The deal has already been approved by U.S. regulators.
In a statement filed with the Securities and Exchange Commission, Motorola Mobility and Google said they continue to work closely with the Chinese Anti-Monopoly Bureau of the Ministry of Commerce People’s Republic of China (MOFCOM) to help it conclude the investigation and expects the transaction to close during the first half of 2012.
At stake for Google is its huge proposed purchase of mobile phone and tablet maker Motorola Mobility announced last August for about $12.5 billion.
Google has said it plans to run the company as a separate subsidiary and continue to support all of its Android partners equally in terms of access to the latest builds of the software.
Google is also expected to release a branded version of an Android tablet later this year that some reports say will be built by Asus.

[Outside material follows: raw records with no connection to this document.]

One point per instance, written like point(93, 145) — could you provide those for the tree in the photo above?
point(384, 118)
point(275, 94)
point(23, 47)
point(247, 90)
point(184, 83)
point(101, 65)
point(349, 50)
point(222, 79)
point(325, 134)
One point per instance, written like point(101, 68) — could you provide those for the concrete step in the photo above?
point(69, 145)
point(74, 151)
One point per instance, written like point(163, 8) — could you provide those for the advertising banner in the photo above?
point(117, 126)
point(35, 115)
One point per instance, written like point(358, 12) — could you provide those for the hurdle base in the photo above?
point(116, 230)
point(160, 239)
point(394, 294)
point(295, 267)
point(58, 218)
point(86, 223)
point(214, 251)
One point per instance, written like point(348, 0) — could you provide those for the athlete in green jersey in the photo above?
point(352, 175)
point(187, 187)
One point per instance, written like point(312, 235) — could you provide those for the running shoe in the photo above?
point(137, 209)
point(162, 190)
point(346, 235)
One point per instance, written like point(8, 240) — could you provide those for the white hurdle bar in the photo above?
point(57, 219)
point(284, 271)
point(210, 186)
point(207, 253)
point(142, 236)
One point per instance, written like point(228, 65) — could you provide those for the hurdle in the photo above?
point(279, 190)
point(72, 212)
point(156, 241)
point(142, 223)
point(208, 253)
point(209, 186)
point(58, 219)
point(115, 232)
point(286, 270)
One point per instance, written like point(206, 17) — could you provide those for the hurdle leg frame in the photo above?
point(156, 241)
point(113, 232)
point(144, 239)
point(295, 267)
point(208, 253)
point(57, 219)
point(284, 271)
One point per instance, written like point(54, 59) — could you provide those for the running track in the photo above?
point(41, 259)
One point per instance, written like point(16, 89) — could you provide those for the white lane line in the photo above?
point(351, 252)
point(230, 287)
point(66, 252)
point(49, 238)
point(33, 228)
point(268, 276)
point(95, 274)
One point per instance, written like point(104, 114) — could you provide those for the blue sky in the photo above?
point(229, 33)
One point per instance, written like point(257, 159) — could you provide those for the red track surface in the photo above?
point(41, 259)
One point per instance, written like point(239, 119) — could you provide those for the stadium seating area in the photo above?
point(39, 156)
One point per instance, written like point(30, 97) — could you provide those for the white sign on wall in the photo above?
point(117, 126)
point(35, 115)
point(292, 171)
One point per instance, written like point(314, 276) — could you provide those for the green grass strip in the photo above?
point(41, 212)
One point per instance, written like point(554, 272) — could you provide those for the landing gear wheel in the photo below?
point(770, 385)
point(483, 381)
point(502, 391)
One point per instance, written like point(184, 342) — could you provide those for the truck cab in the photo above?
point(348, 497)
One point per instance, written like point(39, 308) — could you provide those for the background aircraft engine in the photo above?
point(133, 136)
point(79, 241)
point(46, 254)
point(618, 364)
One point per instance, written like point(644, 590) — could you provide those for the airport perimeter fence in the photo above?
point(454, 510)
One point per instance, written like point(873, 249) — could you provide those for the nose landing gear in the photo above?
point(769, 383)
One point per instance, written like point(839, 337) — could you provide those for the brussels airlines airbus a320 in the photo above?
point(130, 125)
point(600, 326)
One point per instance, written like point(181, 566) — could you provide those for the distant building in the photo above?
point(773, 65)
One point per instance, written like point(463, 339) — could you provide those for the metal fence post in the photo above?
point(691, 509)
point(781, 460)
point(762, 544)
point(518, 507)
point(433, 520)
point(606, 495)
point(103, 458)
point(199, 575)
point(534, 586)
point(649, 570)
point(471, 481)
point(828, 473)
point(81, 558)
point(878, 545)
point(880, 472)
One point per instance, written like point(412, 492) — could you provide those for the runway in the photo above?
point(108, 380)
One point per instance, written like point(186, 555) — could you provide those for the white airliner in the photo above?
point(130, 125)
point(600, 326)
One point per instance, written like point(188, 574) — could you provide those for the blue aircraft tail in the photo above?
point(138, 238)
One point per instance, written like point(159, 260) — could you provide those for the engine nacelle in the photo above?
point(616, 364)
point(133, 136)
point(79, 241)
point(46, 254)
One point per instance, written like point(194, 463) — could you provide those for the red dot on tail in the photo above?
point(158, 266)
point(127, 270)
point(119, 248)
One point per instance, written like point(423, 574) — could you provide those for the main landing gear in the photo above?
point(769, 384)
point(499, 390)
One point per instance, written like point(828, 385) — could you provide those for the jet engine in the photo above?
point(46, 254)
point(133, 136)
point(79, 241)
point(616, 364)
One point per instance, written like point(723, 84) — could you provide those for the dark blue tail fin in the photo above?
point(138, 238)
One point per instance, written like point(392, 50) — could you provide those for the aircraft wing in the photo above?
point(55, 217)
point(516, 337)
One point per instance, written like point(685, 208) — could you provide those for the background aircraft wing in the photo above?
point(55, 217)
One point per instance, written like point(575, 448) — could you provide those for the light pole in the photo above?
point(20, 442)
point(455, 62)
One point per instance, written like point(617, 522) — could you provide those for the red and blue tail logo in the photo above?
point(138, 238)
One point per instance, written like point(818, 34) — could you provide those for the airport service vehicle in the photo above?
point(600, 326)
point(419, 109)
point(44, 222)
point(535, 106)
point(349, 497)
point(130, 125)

While there are a plethora of Android tablets, models with the latest Ice Cream Sandwich (Android 4) have been slow coming to market even though Google first made the software available late last year.
Critics have said the Android market of devices is too fragmented with so many devices running different versions of the sofware and that Google and its partners need to provide a more consistent software platform across devices.
Ironically, the best-selling Android tablet is Amazon’s Kindle Fire which runs a so-called “fork” or highly customized version of the early Android 2.3 software.